The traditional owners of the land set to be inundated by raising the walls of the Warragamba Dam have launched a federal bid for the protection of the area with Environment Minister Sussan Ley.

The application, made by Gundungurra elder Sharyn Halls, claims the controversial NSW government plan to raise the dam walls by up to 17 metres to cut flood risks to downstream communities will erase landscape features recorded in the Burragorang Valley’s creation story, as well as intersecting songlines.

The area contains the landscape features from the story of the chase of Gurangatch by Mirrigan, which explains how the landforms were made.

The $1 billion project, which has lost the support of Australia’s biggest insurer, IAG, because of the loss of cultural sites, would “destroy Gundungurra culture and the spirit of the people, but also all other Aboriginal people in the region that are interconnected to this story, and how it relates to the creation of their own Countries,” the application says.

Gundungurra woman Kazan Brown, who has worked with Ms Halls to raise awareness of the cultural and historical significance of the area, said there were rock engravings, scar trees, camp sites, burial sites and ceremony grounds within the valley that would be wiped out if the walls were raised.

“It’s going to destroy them.
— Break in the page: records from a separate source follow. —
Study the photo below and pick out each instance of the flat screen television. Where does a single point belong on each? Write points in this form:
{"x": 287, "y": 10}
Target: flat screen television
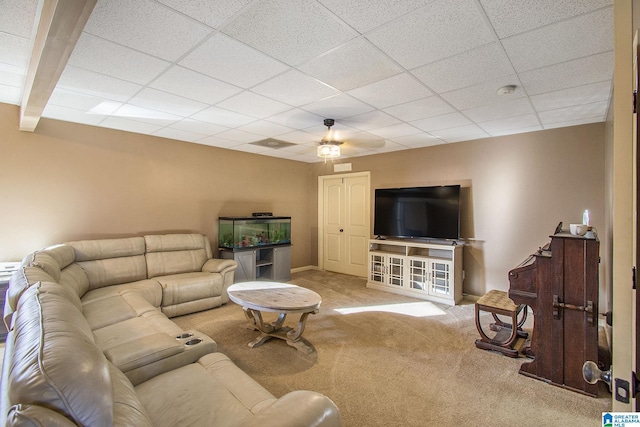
{"x": 418, "y": 212}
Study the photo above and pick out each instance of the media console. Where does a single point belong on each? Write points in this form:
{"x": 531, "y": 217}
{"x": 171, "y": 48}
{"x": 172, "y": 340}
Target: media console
{"x": 430, "y": 271}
The rock art – the charcoal and the ochre isn’t going to last past the first flood,” Ms Brown said.

“The whole river is the creation story ... it’s part of our story. When we pass things on we like to be there, it’s a lot different from looking at it in a book.”

The Gundungurra Aboriginal Heritage Association, which Ms Halls represents, is applying to save the area under Aboriginal and Torres Strait Islander heritage protection legislation.

For Ms Ley to issue a declaration preserving the area, which is within the Blue Mountains National Park, she must be satisfied it is a significant Aboriginal area and is under threat from “injury or desecration”.

A spokesperson for Ms Ley said a report was being prepared to support her decision on the application and urged any interested parties to make submissions by February 26.

The Herald last year reported a survey commissioned by the NSW government uncovered 337 sites of significance. The study, which made up part of the draft environmental impact assessment, was conducted over just a quarter of the area affected.

A full survey would reveal perhaps thousands of Indigenous sites and signs of traditional owners’ connection to country, Ms Brown said.

A NSW government spokesperson said the government respected the issues raised by the association in its application under heritage legislation, and that cultural heritage consultation was ongoing for the Environmental Impact Statement (EIS) for the proposed dam raising.

“A specialist is currently working with identified cultural knowledge holders regarding the cultural values of the study area to build on the existing Aboriginal cultural heritage work,” the spokesperson said.

“Importantly, the final decision on the dam raising proposal will only be made after all environmental, cultural, financial and planning assessments are complete.”

In a leaked briefing note to Aboriginal Affairs Minister Don Harwin, Heritage NSW recently criticised the consultation with traditional owners as inadequate, saying modelling was needed to determine the likely impacts on cultural heritage from inundation.

A government spokeswoman said an updated Aboriginal Cultural Heritage Assessment would be shared with Registered Aboriginal Parties for review and comment.